Evet gülüşe ruhu veren dünya üzerinde gülebilen tek canlı olan insanoğlunun kalbindeki güzelliktir. Gülüşün mesleki kariyerde de yeri tartışılmazdır. Gülüşler sosyal gülüş, sportif ve seksüel gülüş olarakta sınıflandırılmış olsalar da as olan içten gelen gülüştür. Ruhtaki güzelliğin en saf ifadesi olan gülüşün yüzdeki yansımasına bakacak olursak; kıpır kıpır bir teni, pırıl pırıl parlayan bir çift gözü, inci gibi parlayan tertemiz dişleri, belirgin elmacık kemikleri, gamzeli yanakları, dolgun dudakları ve gergin bir boynu görmez miyiz.
Evet yukarıdaki bu tarif, genlerimizle bize geçen, ailemizden öğrendiğimiz mutlu insan olma sanatının çevreye yansımasıdır. Bu güzel dizayn edilmiş gülüş şekline ilk gençlik döneminde yüzümüze oturmaya başlarken, orta yaşlarda hafif deforme olabilir. İşte, ruhtaki gençliğin bedenimizdeki koruyucuları olan estetik cerrahların güzel elleri bize gülüşümüzün tazeliğini geri verebilir. Güzel gülebilmek, ruhtaki güzelliği dışarıya doğru yansıtabilmektir. Ancak, kişinin yüz anatomisi buna her zaman müsait değildir.

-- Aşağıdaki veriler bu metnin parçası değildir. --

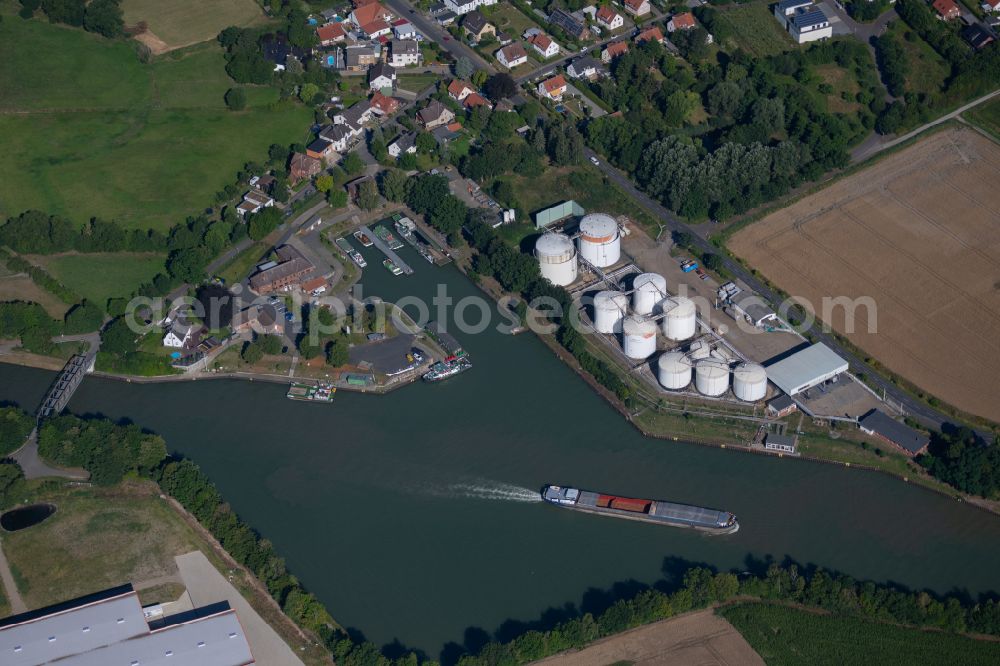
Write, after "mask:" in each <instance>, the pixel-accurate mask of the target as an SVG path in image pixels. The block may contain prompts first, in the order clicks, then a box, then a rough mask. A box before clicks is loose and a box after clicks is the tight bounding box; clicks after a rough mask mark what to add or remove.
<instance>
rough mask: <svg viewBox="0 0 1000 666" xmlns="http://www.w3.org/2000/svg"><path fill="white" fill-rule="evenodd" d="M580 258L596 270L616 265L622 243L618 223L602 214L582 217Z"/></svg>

Gülerken şu problemleri yaşıyorsanız;
Dişlerinizi gizlemeyebilmek için rahatça gülemiyorsunuz alın, göz çevresi ve dudakların yan tarafındaki çizgiler gülerken daha da artıyorsa. Gıdığınız çok fazla belirginleşmişse. Gülerken çeneniz daha da mı küçülüyor ya da daha mı belirginleşiyor? Nazolabial oluk dediğimiz, burun-dudak arasındaki çizginiz çok mu derinleşiyor? Gülerken dudaklarınız çok mu inceliyor? Başkalarının gülüşünü mü beğeniyorsunuz?
Bu sorularımızın cevapları evetse; siz gülüşünüzü beğenmiyor ve ne yazık ki belki de gülemiyorsunuz. Oysaki gelişen teknolojinin biz estetik cerrahlara sunduğu imkanlarla sizlere özlediğiniz gülüşü geri kazandırmak hiçte zor olmayacaktır. Estetik cerrahi, sanatın tıpla buluştuğu noktadır. Mutlu yüzü yaratmakta da gülüş dizaynı kavramı ile tanışırız.